It is very important to learn about the changes that have taken place in the body and how to prevent complications. You must learn to speak up and ask questions. It is important to actively participate in care.
Communicating is important to all of us. Often people with SCIs feel a lack of control. The more a person is able to communicate their needs, feelings, concerns, or thoughts, the more control they will have.
Communicating after an SCI may be different if a person has a breathing tube or trach. It is very important to find a way to communicate as soon as possible. Other ways to communicate that can be used if a person cannot speak are:
- Communication board: This is a picture/word board. A person can blink, raise an eyebrow, or respond in another agreed upon way to indicate which letter has been chosen. The board also has pictures of basic needs with the word above the picture. Computerized communication: This is a computer with responses that are chosen by moving the mouth, eyes, arms, jaw, or shoulder.
Keep the lungs clear
Take deep breaths and cough often. Use the incentive spirometer each hour while awake. Also, a person may be taught how to do a “quad cough.” This is done by using an upward force by the heel of the hand to push in and up on the diaphragm while a person is trying to cough.
Wear the anti-embolism stockings and sequential compressive devices or foot pumps. Also, family can help with range of motion exercises for the arms and legs, and with turning as directed by the health care team.
Nutrition plays helps with healing and keeping the skin healthy. When under stress or during illness, the body needs more calories. A hospital dietitian will help to figure the calories needed for the best healing and skin protection.
Changes in sensation create a need to make sure there is regular repositioning and turning, and good cleaning after bowel or bladder incontinence. Extra attention to the skin is very important to prevent problems. Use of heating pads and cold packs must be closely checked. Frequent skin checks can also help prevent problems. Specialty mattresses, wheelchair pads (Roho cushions), and other skin care items may be used.
Signs of skin breakdown (bedsores or pressure ulcers) are:
- Red areas that do not go away
- White skin after the pressure source is moved
- Skin spots that turn black or brown
- Tear, cut, or "rug burn" look to the top layer of skin
To help prevent skin problems, a person is fitted for a wheelchair. This most often happens at rehabilitation. Even in a personalized wheelchair, a person should shift their weight often.
Bowel and bladder control
Follow the recommendations of the health care team on diet, fluid intake, and on bowel and bladder programs. Bladder training will start to help with bladder control. This may involve catheterizations every 4 to 6 hours. This depends on the amount of urine in the bladder. The goal is to keep the bladder from being too full. Based on the level of injury, a person may learn to do catheterizations.
A program to keep the joints and muscles moving is called “range of motion.” Physical and occupational therapists work with people to keep their current strength and range of motion. Gentle stretching of the muscles helps to do this. In spite of therapy, a person may have less range of motion. If this happens, changes in therapy, medicines, or surgery may be needed.

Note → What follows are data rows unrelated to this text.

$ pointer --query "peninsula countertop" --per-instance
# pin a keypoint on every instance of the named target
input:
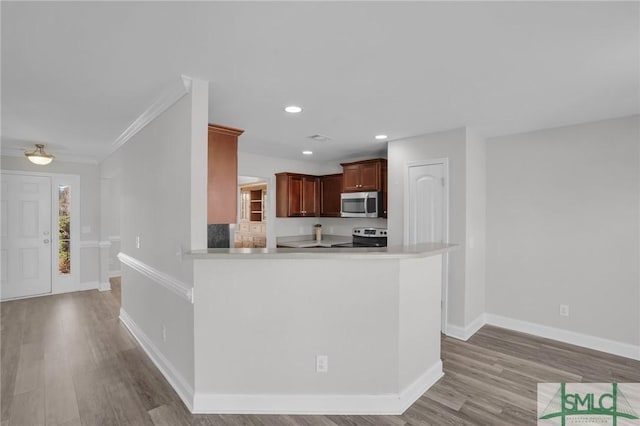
(326, 241)
(392, 252)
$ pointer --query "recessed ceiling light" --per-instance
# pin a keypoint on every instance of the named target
(320, 138)
(293, 109)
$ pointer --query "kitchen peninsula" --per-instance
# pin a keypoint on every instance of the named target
(316, 330)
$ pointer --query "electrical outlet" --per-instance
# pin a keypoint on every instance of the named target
(322, 363)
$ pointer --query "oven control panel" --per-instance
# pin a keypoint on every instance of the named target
(370, 232)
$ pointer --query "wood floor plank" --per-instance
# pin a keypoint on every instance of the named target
(61, 404)
(27, 409)
(66, 349)
(167, 415)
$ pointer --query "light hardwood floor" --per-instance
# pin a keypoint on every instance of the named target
(67, 360)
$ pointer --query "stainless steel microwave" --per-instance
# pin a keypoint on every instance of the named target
(360, 204)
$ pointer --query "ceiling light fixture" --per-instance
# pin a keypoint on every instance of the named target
(293, 109)
(38, 156)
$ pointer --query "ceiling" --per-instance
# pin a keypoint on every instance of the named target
(75, 75)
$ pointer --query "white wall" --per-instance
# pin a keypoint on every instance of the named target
(260, 328)
(475, 258)
(563, 228)
(156, 206)
(89, 208)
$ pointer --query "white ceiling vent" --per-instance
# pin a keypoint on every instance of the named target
(320, 138)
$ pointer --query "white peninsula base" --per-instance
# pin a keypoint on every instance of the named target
(261, 320)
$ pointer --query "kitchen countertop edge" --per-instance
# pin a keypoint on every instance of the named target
(392, 252)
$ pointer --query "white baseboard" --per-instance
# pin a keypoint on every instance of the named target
(464, 333)
(177, 381)
(415, 390)
(592, 342)
(384, 404)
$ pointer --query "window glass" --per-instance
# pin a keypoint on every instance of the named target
(64, 229)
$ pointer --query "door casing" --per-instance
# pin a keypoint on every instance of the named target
(445, 205)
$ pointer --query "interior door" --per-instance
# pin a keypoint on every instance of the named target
(427, 214)
(26, 236)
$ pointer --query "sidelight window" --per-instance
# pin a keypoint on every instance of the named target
(64, 229)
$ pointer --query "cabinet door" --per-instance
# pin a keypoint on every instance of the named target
(370, 177)
(222, 164)
(295, 196)
(330, 189)
(351, 178)
(310, 196)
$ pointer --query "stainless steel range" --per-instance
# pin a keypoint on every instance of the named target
(366, 237)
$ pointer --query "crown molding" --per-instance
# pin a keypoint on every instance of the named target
(17, 152)
(170, 96)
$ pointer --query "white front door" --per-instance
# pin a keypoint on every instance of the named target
(427, 213)
(26, 236)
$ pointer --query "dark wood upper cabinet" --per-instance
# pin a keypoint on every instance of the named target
(362, 176)
(297, 195)
(330, 189)
(385, 186)
(222, 182)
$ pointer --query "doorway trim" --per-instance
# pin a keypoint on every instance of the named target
(444, 319)
(70, 282)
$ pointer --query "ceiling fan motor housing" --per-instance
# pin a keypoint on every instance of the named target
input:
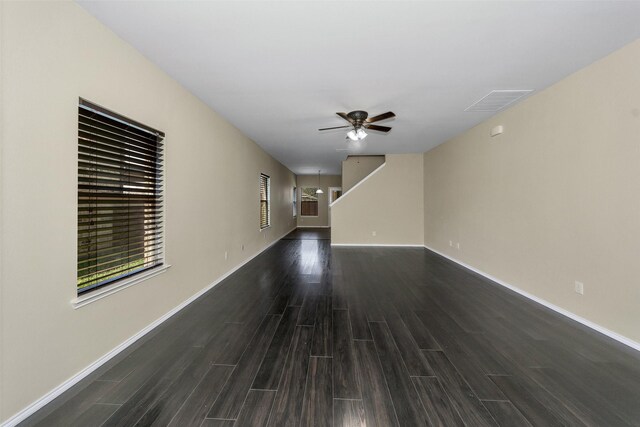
(358, 117)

This means bone spurs have developed around joints. It is important to get early treatment when signs start to prevent or limit complications. Tell the health care team if you have any of these changes:
- Sudden loss of joint motion or less range of motion
- Pain with movement or touch
This is uncontrolled muscle spasms in the arms and legs. Spasms can be caused by:
- Rapid movements
- Tight clothing
Exercises and medicine can help to control spasms. Hand/finger splints and ankle splints may also be used to keep muscles and tendons in the hands, lower arms, feet, and lower legs from shortening.
If the injury is at T6 or above, a person is at risk for autonomic hyperreflexia. If the injury is incomplete or lower than T6 it can still happen, but with milder symptoms. The main cause of autonomic hyperreflexia is most often a full bladder. The second and third most common causes are constipation (a full bowel) and skin irritation or skin breakdown. It can also be caused by:
- Straps on splints that are too tight
- Wearing shoes that are too small
- Wearing tight clothes or belts, such as wearing jeans when you have been used to wearing sweatpants
- Not taking supplies for bladder or bowel care when away from home
- Small items that may be in your shoes, such as paper that comes in the toes of new shoes, or in your seat cushion, such as small toys
- Sitting on a wallet
- Seat cushion out of position
- Caffeine or alcohol that can cause a higher urine volume
- Drinking too much alcohol or taking sedatives that make you too drowsy to care for yourself
- Being in an accident or emergency and not being able to tell anyone about your risk for autonomic hyperreflexia. A person should wear a medical ID warning of risk for autonomic hyperreflexia.
Ask questions about autonomic hyperreflexia and tell your health care team about any signs right away. This may be a serious medical emergency.
Choose the right rehabilitation facility
It is important to choose a rehabilitation facility that will best meet a person’s needs. A social worker will help with this. Family members play a vital role in gathering information about facilities (see Appendix III).